The usual performance argument runs thus:
Generational GC are fast because they rely on the heuristic that many allocated objects are short-lived (an object is "live" as long as it is reachable; the point of the GC is to detect "dead" objects and reclaim their memory). This means that objects can be accumulated in a special area (the "young generation"); the GC runs when that area is full, and scavenges the live objects, moving them ("physically") into the old generation. In most generational GC, this operation implies a pause ("stop-the-world") which is tolerable because it is short (the young generation is of limited size). The fact that the world is paused during a collection of the young generation allows for efficient handling of young objects (namely, reading or writing a reference in a young object fields is a mere memory access without needing to account for concurrent access from a GC thread or incremental mark&sweep).
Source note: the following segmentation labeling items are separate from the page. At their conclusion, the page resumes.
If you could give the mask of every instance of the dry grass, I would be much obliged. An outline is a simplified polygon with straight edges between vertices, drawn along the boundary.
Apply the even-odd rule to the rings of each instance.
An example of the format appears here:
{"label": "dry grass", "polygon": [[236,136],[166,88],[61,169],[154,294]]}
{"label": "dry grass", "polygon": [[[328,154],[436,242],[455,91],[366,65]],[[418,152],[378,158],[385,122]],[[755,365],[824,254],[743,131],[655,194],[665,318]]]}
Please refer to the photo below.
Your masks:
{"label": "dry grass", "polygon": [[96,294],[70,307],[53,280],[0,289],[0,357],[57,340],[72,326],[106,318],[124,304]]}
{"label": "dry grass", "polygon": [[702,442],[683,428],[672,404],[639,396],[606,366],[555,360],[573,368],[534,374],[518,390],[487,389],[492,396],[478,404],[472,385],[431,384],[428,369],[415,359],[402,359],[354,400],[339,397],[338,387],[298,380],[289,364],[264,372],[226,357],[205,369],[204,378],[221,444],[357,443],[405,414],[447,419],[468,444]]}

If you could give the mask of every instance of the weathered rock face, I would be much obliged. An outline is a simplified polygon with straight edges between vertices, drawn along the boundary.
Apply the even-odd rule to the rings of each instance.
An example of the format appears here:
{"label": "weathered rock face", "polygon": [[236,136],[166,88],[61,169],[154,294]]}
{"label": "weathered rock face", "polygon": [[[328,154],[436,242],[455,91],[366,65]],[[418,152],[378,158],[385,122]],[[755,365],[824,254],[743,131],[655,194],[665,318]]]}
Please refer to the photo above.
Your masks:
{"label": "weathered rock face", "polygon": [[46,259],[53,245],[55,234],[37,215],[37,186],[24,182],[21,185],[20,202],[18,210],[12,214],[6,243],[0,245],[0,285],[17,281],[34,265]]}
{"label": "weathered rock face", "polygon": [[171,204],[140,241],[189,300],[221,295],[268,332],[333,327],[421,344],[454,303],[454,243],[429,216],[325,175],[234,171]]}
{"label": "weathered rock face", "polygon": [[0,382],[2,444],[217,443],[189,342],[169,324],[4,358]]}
A young generation, with a collection ran as I describe above, is efficient because when the young generation is collected, most of the objects in it are already dead, so they incur no extra cost. The optimal size of the young generation is a trade-off between the worst case (all young objects are live, which implies the maximum pause time) and the average efficiency (when the young generation is larger, more objects have time to die before the collection, which lowers the average cost of GC).
Running the GC manually is similar to making the young generation shorter. It means that more young objects will be promoted to the old generation, thus increasing the cost of the collection of the young generation (more objects must be scavenged) and the cost of the collection of the old generation (more old objects to handle).